AN APPRECIATION

Michael Winner was one of the most delightful interviewees I have come across in 20 years as a journalist. He was also the most generous as well as the greatest showman I have met. Showbusiness ran through his veins, and his impresario inclinations extended even to interview situations.

I interviewed him three years ago, in March 2009. Having read of his appreciation of punctuality, I turned up early at his Holland Park mansion – directions to which he had personally emailed me, following on from a phone call in which he had asked me to produce a letter from my editor, proving my credentials. Entering the palatial Winner residence reminded me of one of those early scenes in a Raymond Chandler film noir – two of which Winner made in the 1970s – where the private eye Philip Marlowe gets to thoroughly case the joint of his potential new client before they meet (while wondering if he's being checked out, via a spy hole).
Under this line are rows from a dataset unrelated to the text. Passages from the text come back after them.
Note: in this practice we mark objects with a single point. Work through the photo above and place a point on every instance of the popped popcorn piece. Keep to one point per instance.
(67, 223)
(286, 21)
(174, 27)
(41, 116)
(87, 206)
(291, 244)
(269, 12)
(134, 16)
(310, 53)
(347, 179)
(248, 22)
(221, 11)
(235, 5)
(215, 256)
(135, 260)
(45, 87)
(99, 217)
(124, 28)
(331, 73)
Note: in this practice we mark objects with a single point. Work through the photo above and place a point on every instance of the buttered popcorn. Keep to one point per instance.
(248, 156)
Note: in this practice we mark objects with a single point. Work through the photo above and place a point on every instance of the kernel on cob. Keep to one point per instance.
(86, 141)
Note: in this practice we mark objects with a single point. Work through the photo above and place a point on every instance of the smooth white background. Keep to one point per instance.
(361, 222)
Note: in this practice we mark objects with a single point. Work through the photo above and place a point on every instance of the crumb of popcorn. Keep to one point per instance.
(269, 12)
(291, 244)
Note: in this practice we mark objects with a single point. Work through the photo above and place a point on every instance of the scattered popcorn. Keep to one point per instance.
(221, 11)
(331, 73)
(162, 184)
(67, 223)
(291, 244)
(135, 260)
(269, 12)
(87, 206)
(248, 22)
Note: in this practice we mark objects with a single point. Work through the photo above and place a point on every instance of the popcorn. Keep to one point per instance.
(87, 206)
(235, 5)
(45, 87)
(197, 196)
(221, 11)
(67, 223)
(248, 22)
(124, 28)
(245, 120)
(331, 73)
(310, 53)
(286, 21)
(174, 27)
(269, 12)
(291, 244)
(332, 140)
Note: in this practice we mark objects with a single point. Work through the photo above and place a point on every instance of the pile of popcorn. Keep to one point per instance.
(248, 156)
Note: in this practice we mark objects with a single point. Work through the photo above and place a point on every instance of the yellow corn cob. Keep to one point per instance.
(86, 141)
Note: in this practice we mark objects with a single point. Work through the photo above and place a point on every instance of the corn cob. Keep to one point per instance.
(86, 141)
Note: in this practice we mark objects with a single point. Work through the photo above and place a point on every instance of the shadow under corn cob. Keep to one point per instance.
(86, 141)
I was led into the house's private cinema where I was to await the arrival of "Mr Winner". The 15-minute wait gave me just enough time for two speedy tours of the vast, mogul-style screening room, the walls of which were covered with photos of Winner with legendary movie stars, mostly taken on the sets of his own films. He was, after all, a direct link to h the "golden age" of Hollywood, having worked with such old school stars as James Stewart, Robert Mitchum and Ava Gardner towards the end of their careers.
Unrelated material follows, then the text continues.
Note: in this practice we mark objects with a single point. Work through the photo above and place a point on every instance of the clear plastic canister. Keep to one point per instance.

I may have been there to talk about his Fat Pig Diet book, but movies were Winner's passion –and, once I'd got used to the fact that he was recording the interview and was obviously very wary of unfamiliar journalists, and once he'd realised that my favourite films were from the same era as his, we got on like a house on fire. Not only were movies his passion but they had also, clearly, been a comfort, an escape, to him during a pretty horrendous and lonely childhood. The bluster and rudeness that he often displayed in public masked a much gentler, quieter and insecure character in real life.
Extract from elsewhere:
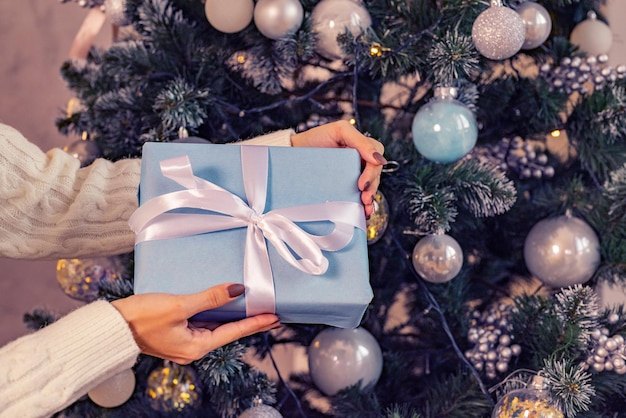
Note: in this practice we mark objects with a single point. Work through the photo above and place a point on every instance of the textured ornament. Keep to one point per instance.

I interviewed him a second time, 18 months later. It was a phone interview and I have no idea if he remembered who I was – though he had sent me a letter saying how much he had enjoyed the article I'd written after our face-to-face interview. (Another rare event in the world of celebrity interviewing.) He was publicising another book, and as we said good-bye, he said: "You are coming to the party, aren't you?" Well, no, I hadn't known anything about it but an invitation then materialised, Willy Wonka-style, and my friend and I got to spend the most surreal and fabulous evening quaffing champagne, while hob-nobbing with Winner's close friends, among them Michael Caine, Barbara Windsor, Andrew Lloyd Webber and Tim Rice – all of whom chatted to us like old friends.

I remembered that Winner had told me that during his days as a cub showbiz reporter he had interviewed Louis Armstrong backstage at one of his London shows. The amiable Satchmo had invited the young Winner to join him and his wife for dinner at his hotel; Winner had never forgotten this "magical" experience. Perhaps that's why he was so generous with his own hospitality.